DISQUS

Technology Liberation Front: The Technology Liberation Front » Archive » Cell Phone Contracts & Contradictions

  • Don Marti · 1 year ago
    Counterexample: Pre-breakup AT&T wasn't allowed to license Unix to customers, so the variety of Unix options on the market was huge.
  • MikeT · 1 year ago
    It would be better to have a policy in place that says that if Apple does not get a written contract with its users, it cannot render their phone unusable based on a user's relationship with AT&T. Meaning that if Apple doesn't have a written contract with me that I signed at the Apple Store, and my plan runs out after a year, and I want to use my iPhone as a more capable iPod Touch, Apple cannot just shut off my property.
  • MikeT · 1 year ago
    Or cripple it.

    I don't object to them refusing to activate it without a service, what I object to is the idea that if you get it activated one way or another, and they didn't have a written contractual agreement with you on how you would use it, they cannot legally cripple or shut off your property.
  • MikeT · 1 year ago
    cannot should be "should not be able to"
  • Cory Doctorow · 1 year ago
    As Tim Wu has pointed out, if there's a positive externality (more ready access to more powerful handsets) that arises from handset subsidy, then exactly the same externality could arise from phones sold on the installment plan -- without forcing consumers to accede to having their most personal technology locked against them.

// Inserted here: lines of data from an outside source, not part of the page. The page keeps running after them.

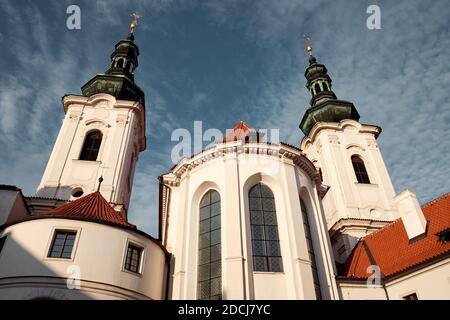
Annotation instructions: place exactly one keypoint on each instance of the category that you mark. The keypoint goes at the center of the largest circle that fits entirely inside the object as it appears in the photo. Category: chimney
(411, 214)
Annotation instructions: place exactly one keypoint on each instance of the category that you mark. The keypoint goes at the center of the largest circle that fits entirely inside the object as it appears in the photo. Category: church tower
(101, 136)
(360, 198)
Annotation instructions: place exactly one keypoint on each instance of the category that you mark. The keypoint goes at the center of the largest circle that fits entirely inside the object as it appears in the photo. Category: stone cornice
(236, 148)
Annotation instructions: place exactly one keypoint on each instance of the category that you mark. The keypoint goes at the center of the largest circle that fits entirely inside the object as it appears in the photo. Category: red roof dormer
(240, 131)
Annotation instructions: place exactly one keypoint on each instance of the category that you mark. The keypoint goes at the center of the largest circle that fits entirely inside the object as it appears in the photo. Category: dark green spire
(324, 105)
(118, 81)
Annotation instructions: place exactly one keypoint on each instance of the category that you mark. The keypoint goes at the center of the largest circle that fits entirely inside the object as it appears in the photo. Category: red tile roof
(390, 247)
(93, 207)
(239, 132)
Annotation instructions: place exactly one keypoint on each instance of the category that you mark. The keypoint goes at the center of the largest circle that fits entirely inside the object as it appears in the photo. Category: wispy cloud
(223, 61)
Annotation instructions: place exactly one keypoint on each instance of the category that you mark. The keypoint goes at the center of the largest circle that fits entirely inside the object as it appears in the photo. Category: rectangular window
(412, 296)
(133, 258)
(62, 244)
(2, 243)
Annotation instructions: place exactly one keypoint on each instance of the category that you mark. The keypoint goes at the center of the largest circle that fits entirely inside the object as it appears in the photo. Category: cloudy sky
(223, 61)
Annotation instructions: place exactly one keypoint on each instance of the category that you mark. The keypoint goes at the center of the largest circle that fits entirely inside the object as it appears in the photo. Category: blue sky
(224, 61)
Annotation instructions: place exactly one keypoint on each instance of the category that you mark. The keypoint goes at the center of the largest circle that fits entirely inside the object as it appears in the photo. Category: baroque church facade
(243, 219)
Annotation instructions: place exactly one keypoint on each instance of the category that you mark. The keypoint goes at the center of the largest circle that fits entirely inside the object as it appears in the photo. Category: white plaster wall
(431, 283)
(121, 123)
(331, 146)
(99, 251)
(232, 175)
(428, 283)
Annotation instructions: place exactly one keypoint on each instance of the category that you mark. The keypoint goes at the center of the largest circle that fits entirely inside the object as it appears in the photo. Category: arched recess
(197, 225)
(275, 188)
(360, 169)
(311, 230)
(91, 145)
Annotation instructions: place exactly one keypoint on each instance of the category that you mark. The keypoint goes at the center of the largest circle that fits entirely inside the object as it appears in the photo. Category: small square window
(62, 244)
(133, 258)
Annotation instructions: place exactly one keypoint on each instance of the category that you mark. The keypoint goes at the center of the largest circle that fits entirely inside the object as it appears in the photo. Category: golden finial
(308, 44)
(133, 25)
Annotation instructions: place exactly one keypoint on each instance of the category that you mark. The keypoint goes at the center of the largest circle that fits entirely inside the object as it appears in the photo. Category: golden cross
(308, 44)
(133, 25)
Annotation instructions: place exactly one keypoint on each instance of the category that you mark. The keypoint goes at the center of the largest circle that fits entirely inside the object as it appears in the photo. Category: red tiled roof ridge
(394, 252)
(435, 200)
(393, 222)
(92, 206)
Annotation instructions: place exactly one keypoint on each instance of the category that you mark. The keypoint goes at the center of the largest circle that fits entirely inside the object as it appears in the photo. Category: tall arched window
(209, 256)
(91, 146)
(360, 170)
(263, 221)
(310, 247)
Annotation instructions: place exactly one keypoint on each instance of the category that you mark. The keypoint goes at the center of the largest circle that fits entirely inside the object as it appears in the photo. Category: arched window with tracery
(265, 238)
(209, 284)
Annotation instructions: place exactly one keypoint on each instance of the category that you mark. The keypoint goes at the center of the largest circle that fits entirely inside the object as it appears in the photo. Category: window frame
(411, 294)
(141, 260)
(83, 146)
(310, 247)
(209, 245)
(52, 239)
(3, 240)
(361, 175)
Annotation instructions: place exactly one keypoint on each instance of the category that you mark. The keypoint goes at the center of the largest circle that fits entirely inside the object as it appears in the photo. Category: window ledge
(268, 272)
(367, 184)
(59, 259)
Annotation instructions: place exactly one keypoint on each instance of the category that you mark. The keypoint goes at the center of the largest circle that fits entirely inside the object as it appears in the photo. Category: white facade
(352, 209)
(232, 169)
(122, 124)
(98, 257)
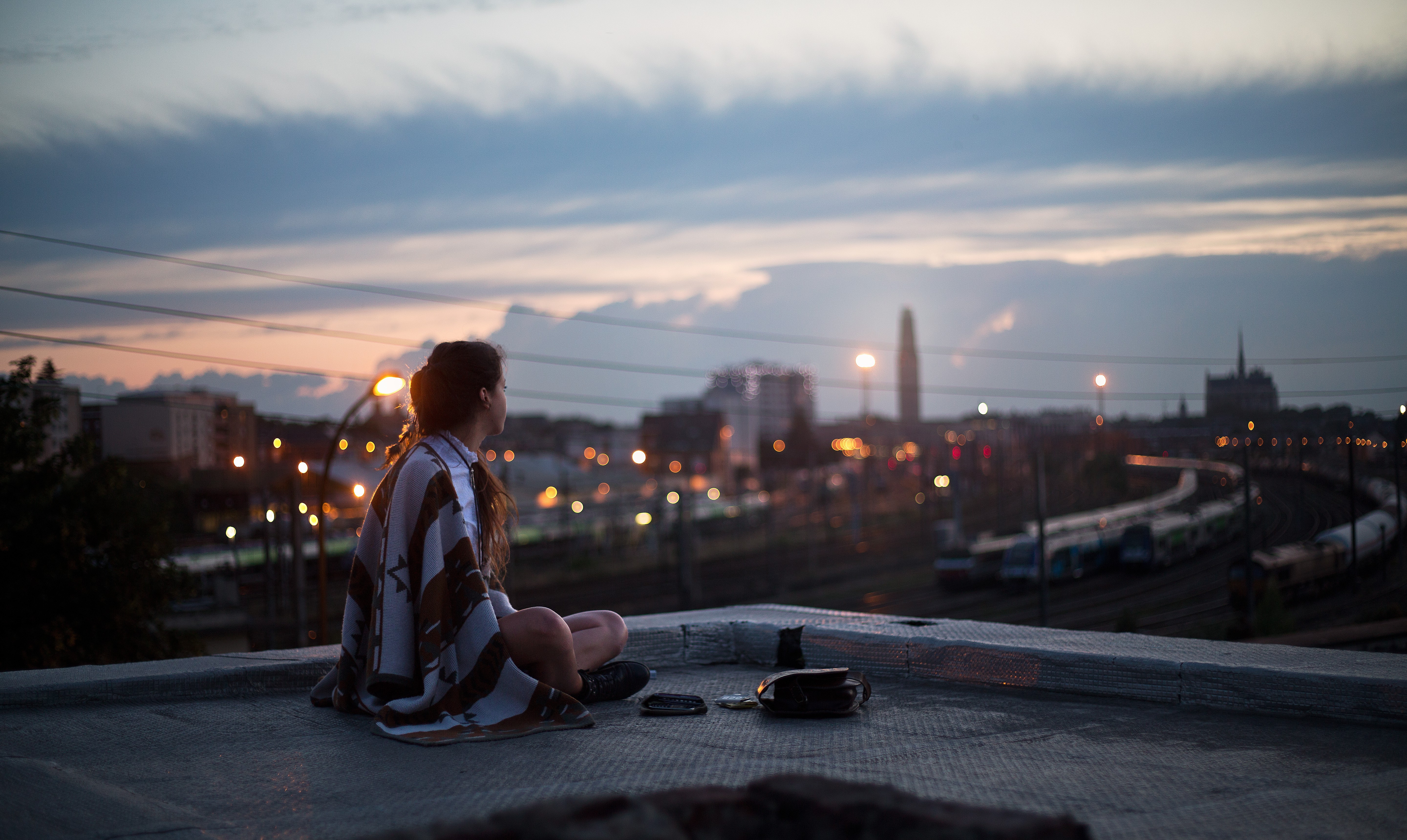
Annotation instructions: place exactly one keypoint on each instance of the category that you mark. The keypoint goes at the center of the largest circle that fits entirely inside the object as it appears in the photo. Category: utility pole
(1040, 532)
(269, 573)
(1246, 493)
(300, 573)
(1353, 506)
(1398, 478)
(686, 552)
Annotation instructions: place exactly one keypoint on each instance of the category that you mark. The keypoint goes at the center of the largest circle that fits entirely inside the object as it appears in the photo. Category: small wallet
(814, 693)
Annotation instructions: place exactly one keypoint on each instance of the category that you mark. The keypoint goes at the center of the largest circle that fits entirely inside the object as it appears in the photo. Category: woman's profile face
(499, 407)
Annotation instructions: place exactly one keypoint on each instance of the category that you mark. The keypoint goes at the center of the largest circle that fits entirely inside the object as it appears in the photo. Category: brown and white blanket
(421, 648)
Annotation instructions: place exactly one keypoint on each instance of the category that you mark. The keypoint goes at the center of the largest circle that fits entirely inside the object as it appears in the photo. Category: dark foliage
(82, 545)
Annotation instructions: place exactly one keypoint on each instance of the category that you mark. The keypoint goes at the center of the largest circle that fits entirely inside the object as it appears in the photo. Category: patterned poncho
(421, 649)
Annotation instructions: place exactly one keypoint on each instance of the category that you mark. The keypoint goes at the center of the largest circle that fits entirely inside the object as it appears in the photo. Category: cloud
(75, 70)
(998, 324)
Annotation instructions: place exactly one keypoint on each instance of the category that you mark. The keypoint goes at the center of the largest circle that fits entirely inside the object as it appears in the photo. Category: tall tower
(908, 371)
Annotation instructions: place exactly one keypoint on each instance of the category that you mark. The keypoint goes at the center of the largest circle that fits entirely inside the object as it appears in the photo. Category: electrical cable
(694, 330)
(1018, 393)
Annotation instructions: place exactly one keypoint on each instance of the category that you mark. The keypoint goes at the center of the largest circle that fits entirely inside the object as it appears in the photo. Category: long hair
(445, 395)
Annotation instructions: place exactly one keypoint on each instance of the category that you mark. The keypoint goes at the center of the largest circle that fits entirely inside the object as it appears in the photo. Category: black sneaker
(613, 682)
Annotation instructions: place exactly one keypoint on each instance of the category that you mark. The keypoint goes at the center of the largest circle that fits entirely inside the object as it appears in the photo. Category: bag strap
(770, 679)
(863, 682)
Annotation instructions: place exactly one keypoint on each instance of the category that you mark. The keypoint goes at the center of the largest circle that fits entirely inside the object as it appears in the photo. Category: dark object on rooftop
(789, 648)
(773, 808)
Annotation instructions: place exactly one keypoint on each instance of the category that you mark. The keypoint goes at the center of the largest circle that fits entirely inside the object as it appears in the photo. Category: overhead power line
(831, 383)
(708, 331)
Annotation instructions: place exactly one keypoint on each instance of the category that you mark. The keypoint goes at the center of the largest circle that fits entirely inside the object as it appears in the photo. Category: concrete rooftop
(258, 760)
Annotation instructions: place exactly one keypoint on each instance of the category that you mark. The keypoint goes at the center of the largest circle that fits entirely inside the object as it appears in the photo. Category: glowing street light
(864, 362)
(385, 385)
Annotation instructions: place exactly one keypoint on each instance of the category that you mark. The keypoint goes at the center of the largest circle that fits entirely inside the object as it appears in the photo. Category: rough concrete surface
(272, 766)
(1264, 679)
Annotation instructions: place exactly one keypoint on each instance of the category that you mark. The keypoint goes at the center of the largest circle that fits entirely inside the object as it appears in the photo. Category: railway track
(1185, 597)
(897, 579)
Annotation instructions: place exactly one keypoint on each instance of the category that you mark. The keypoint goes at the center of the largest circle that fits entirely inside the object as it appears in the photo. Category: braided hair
(444, 396)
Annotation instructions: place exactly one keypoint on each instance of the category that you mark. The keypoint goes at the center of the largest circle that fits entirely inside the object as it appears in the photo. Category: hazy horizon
(1107, 181)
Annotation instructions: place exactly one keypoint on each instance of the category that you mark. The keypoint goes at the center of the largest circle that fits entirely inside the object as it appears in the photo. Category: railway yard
(1187, 598)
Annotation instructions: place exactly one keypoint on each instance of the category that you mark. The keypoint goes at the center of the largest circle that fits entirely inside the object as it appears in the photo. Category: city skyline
(1098, 182)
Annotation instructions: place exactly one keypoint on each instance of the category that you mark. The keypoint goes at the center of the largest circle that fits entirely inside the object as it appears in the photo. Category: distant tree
(82, 545)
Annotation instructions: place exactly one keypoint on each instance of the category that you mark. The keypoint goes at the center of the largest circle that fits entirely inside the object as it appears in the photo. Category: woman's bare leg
(597, 638)
(544, 646)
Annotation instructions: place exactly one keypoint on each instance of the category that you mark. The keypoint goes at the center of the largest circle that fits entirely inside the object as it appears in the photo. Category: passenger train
(1309, 569)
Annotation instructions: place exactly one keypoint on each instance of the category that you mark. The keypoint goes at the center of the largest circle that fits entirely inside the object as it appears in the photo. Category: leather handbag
(814, 693)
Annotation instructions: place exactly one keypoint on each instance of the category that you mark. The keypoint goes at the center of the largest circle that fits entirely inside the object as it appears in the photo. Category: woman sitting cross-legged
(431, 645)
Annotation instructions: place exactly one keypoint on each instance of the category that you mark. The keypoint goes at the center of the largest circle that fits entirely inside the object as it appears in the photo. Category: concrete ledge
(1227, 676)
(231, 674)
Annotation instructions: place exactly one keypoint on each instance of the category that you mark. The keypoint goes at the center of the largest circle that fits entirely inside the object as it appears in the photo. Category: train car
(976, 563)
(1219, 521)
(1377, 531)
(1309, 569)
(1168, 538)
(1071, 555)
(1298, 569)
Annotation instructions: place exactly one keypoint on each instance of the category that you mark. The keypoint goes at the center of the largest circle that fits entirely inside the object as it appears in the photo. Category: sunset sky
(1104, 179)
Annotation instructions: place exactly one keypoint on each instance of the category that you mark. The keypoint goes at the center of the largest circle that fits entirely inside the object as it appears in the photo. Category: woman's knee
(617, 630)
(538, 628)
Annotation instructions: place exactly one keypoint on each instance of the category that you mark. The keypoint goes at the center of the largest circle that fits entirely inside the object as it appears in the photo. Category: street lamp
(864, 362)
(383, 386)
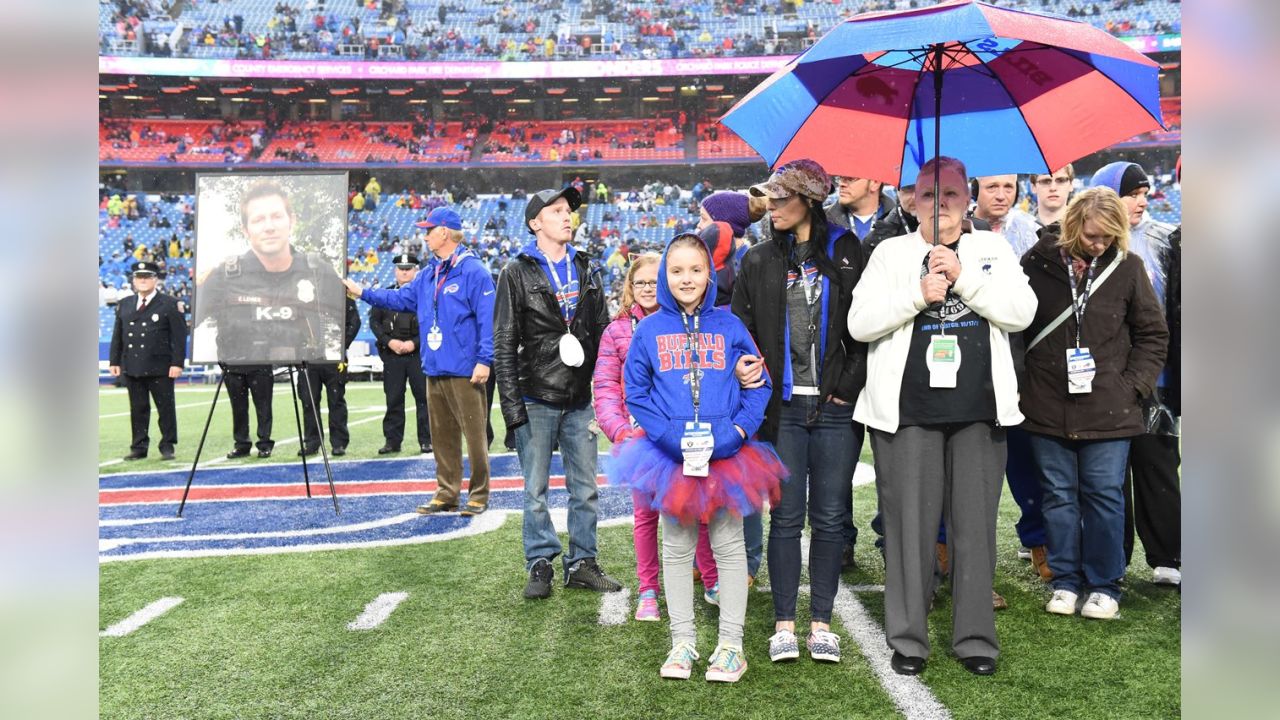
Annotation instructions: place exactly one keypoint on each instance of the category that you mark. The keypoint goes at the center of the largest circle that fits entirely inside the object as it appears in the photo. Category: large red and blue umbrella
(1020, 92)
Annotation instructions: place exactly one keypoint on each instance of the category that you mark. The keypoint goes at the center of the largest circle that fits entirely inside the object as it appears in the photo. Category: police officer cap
(545, 197)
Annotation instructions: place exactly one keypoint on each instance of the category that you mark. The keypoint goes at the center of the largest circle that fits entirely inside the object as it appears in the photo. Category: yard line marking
(141, 618)
(615, 607)
(378, 611)
(120, 523)
(912, 697)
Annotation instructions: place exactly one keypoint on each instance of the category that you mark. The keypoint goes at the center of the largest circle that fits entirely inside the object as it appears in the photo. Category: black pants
(142, 391)
(1153, 500)
(334, 383)
(398, 369)
(259, 383)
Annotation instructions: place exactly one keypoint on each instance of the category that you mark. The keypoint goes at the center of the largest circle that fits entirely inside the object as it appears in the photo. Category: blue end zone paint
(255, 525)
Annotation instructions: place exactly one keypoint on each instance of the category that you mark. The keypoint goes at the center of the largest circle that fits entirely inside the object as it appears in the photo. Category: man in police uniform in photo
(272, 304)
(402, 361)
(330, 377)
(149, 346)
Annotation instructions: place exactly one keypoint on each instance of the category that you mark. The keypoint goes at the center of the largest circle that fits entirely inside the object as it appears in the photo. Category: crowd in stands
(533, 30)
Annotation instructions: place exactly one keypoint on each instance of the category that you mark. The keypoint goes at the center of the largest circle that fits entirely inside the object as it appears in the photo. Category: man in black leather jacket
(548, 319)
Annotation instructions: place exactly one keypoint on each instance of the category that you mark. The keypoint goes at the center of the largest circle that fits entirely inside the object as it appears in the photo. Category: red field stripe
(295, 490)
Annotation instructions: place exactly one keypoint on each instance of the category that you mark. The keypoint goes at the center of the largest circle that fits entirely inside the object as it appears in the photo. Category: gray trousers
(928, 474)
(677, 569)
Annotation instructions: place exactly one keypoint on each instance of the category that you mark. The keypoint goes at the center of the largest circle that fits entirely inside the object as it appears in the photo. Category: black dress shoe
(979, 665)
(904, 665)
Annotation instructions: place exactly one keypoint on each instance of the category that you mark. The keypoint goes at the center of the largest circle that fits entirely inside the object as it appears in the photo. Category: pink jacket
(611, 408)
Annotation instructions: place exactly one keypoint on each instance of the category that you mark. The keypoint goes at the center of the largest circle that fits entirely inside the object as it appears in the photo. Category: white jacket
(888, 297)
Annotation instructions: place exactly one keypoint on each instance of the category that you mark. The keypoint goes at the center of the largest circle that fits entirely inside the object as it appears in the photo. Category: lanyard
(561, 290)
(1079, 302)
(695, 379)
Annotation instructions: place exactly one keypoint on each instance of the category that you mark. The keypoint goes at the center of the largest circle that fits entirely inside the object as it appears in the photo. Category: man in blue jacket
(453, 297)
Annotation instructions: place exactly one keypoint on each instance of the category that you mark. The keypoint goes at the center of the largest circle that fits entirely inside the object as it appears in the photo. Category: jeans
(534, 441)
(1083, 483)
(816, 442)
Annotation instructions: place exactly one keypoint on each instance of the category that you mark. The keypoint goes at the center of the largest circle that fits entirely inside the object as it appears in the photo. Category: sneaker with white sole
(784, 646)
(823, 645)
(680, 661)
(726, 664)
(647, 611)
(1100, 606)
(1166, 577)
(1063, 602)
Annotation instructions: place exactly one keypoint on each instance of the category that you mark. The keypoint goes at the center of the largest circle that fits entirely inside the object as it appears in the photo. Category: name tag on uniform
(944, 360)
(1080, 369)
(696, 446)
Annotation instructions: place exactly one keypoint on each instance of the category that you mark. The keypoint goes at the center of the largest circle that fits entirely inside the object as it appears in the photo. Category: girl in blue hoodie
(693, 459)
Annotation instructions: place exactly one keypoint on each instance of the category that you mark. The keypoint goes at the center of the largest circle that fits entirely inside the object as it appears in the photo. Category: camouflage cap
(798, 177)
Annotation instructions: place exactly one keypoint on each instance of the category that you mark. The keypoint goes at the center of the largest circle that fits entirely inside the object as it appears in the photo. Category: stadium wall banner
(359, 69)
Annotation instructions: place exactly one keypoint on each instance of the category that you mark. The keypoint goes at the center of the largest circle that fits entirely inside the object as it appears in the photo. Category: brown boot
(1040, 560)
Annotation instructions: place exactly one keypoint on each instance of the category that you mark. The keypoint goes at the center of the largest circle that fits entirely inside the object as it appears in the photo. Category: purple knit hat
(730, 208)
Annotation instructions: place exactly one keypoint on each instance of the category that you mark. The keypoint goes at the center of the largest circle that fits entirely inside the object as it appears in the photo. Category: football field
(263, 604)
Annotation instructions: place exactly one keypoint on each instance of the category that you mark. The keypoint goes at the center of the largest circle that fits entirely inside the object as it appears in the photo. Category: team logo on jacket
(676, 354)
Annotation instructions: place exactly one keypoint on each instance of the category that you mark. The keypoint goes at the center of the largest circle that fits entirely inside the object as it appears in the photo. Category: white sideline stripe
(912, 697)
(490, 520)
(126, 522)
(309, 532)
(615, 607)
(378, 611)
(141, 618)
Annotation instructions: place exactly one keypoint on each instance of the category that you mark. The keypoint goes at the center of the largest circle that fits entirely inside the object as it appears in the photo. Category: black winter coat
(526, 329)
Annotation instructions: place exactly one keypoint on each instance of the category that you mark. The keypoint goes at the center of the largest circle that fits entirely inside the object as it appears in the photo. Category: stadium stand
(522, 30)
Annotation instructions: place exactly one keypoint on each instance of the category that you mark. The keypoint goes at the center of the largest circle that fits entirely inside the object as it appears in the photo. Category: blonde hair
(1105, 208)
(629, 297)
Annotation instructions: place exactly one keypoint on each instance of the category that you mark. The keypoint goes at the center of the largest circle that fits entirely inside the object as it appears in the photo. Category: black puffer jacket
(760, 302)
(526, 329)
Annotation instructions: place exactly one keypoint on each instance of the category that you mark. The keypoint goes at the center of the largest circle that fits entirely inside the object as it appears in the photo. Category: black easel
(306, 477)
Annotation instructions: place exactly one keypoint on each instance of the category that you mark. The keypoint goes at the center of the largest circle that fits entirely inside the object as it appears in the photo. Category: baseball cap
(545, 197)
(798, 177)
(442, 217)
(145, 268)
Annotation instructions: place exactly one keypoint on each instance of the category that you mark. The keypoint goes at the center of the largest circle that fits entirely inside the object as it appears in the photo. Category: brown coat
(1125, 331)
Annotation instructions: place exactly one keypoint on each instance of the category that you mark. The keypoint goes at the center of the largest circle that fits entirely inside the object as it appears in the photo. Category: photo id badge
(571, 351)
(696, 446)
(944, 360)
(1079, 370)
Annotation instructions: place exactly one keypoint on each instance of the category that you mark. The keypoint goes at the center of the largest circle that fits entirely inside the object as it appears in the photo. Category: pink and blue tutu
(737, 484)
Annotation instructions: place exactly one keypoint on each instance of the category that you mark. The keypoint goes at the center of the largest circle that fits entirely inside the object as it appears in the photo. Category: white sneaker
(1100, 606)
(1063, 602)
(784, 646)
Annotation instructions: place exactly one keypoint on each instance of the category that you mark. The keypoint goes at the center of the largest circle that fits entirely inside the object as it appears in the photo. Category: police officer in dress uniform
(402, 360)
(149, 346)
(333, 378)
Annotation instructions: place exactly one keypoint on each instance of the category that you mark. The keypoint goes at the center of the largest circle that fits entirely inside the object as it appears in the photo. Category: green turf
(265, 636)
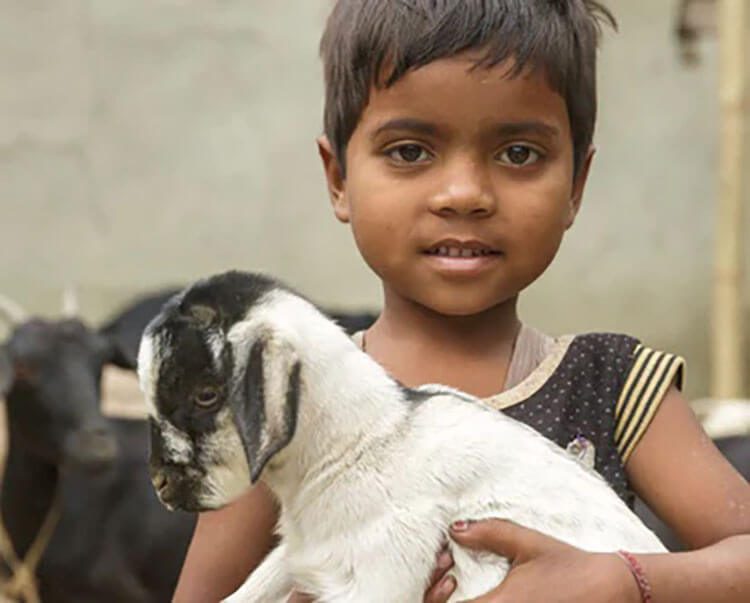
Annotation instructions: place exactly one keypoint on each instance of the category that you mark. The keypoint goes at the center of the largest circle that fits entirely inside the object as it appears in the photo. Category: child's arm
(226, 546)
(681, 474)
(677, 469)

    The problem with handset locking is that it requires enforcement -- at public expense -- to prevent handset unlocking. It's not a "natural market" -- it's one that requires extraordinary incursions into the marketplace by government. It asks a regulator to place a heavy thumb on the scales in favor of this model.
  • cordblomquist · 1 year ago
    Cory, I agree that customers could derive the same benefits from installment plans, but would such plans work in the market alongside phones tied to contracts?

    Imagine customers are faced with these choices:

    1) An $800 iPhone that requires $199 down payment and 24 monthly payments of $25. This phone is not tied to a plan.

    2) A $199 iPhone that is tied to a $60 a month data plan.

    I think the average consumers is still going to go for the second option simply because it seems cheaper. Voice and data plans for the phone are going to run around $50 anyway, so few customers would see the advantage of paying $25 + $50 when they could pay $60 per month and not be faced with the intimidating $800 price tag.

    Even if the phone were cheaper and it worked out that a monthly plan was worse for consumers many might still opt for the phone married to the contract because they aren't met with an initial price tag that's so high.

    I agree with you that the government should not be propping up failed anti-unlocking schemes. DRM, anti-unlocking software, and other such restrictions placed on technologies in order to get them to jive with existing business plans should be allowed in a free-market, but government should not come to the rescue of Apple when it’s schemes fail just as it shouldn’t prop-up the DRM on Blu-Ray players or anything else.

    I think DRM is going to go the way of the dinosaur along with DHM—digital handset management. But shouldn’t we let it do so on its own? I believe that the market will find its way to open cell phones, but I think there could also be a place for DHM devices for many years to come. Why not let all market niches be filled instead of demanding that everyone conform to the business model that best suites the needs of the uber-geeks?